At the time I tried to keep it under wraps except to my very close friends, otherwise I would be welcoming copious quoting of Kid Rock lyrics at my expense. Most of the trailer park kids dropped out by 9th grade so I was pretty much the only one in school. The community was mainly retirement age couples without children, they had very strict association rules dictating upkeep of property, etc. One of my less-sensitive frieds dropped me home once and said with wonderment, "Whoa, it's so *nice* here! I can't believe it!"
posted by SassHat 04 February | 13:38
My younger brother and I had to spend most of a year in the sperm donor's mobile home. It was on an acre lot not far from the Temecula that wendell mentioned upthread. It was an ugly mobile home on an ugly lot and I hated every minute of it.

My mum's mum and her husband had a nice mobile home in a nice park in Goleta, CA.

The mister and I spent most of our first six years living in his RV. It was in four different RV parks during that time. All the parks, except the first one (upkeep was okay but mgt. sucked), were nicely managed and well kept. While I'm grateful we had the RV to live in (major financial difficulties due to the tech bust and me being new in Canada), I'm glad we now have a house. We contemplated buying a mobile home when we were looking for a house. Prices here are crazy, although it's not as bad as Victoria or Vancouver.
posted by deborah 04 February | 13:41
My family and I own one now. We have a 2000 Skyline double-wide.

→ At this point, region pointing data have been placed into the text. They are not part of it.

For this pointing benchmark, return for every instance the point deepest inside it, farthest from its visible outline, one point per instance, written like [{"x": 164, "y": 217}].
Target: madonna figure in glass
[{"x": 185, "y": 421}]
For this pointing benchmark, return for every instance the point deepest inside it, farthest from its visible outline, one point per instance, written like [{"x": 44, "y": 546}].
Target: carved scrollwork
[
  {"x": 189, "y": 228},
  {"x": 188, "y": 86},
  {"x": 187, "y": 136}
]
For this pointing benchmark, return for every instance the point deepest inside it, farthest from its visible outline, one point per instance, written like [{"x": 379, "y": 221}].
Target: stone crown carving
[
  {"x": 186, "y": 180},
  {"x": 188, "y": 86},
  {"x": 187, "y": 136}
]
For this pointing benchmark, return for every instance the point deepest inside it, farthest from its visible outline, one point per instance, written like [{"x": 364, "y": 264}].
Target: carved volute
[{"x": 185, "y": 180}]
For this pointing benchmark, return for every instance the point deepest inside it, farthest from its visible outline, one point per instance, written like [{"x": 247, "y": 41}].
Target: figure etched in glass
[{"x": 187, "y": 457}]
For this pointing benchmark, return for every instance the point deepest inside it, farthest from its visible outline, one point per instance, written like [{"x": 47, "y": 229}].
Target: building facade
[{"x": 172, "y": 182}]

It has three bedrooms, two full baths, washer and dryer, eat in kitchen, dishwasher, etc. Here in New Jersey the prices of homes and property taxes are outrageous. Between our mortgage and our lot rent we pay $1100.00 a month for a three bedroom house. We're lucky enough to have a corner lot, and mostly quiet neighbors (only the thoughtless idiots across the street cause any problems). Yeah, there are occasional disagreements between neighbors, but I've encountered that even when I lived in a "real" house. We've got a well kept park here, though I think the park managers can be overbearing at times. There are lots of other kids also, but at night it's extremely quiet. From the outside it looks like a ranch house. Funny thing, new mobile (or manufactured) homes around here are going for up to $175,000.00, so at this rate, they'll be priced above a lot of people. Sometimes the "stigma" can be a bit annoying, but because this is affordable, we can give our kids computers and iPods. Plus side: it's not so big that the kids will stay forever. Bwuhahahahah.
posted by redvixen 04 February | 19:46
Interesting. Thanks for all the responses. I don't know what I was expecting, and I even thought I'd have something to say, but I really don't.

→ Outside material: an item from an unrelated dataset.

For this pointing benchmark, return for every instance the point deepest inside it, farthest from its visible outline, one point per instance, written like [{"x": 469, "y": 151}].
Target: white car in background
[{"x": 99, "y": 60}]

Well, there is this. I helped one of our tenants move from her mobile home to our building, and her trailer was a horrorshow, with the floor rotting away in places and a carport that had turned into a lean-to due to it getting hit at one corner and never fixed. (Her husband is a long-gone drunk.)

My nephew's girlfriend is a pretty good girl (like him, moderately learning disabled, but working through vet tech school). The family is a bit chaotic but loving, I guess. They only just moved to the park so it's not like it's reflective of their whole life, but they have always rented and they had a disaster a few years back when they couldn't afford the rent on their storage box and everything got thrown out (which to me violates Wisconsin law, so maybe her parents just let it slide). She lost her grandma's photographs, childhood stuffed toys, that sort of thing. Well, it coulda been a tornado, you know.

I just never, in my life, have spent any real amount of time in one. So it feels like I'm a tourist in a foreign country somehow.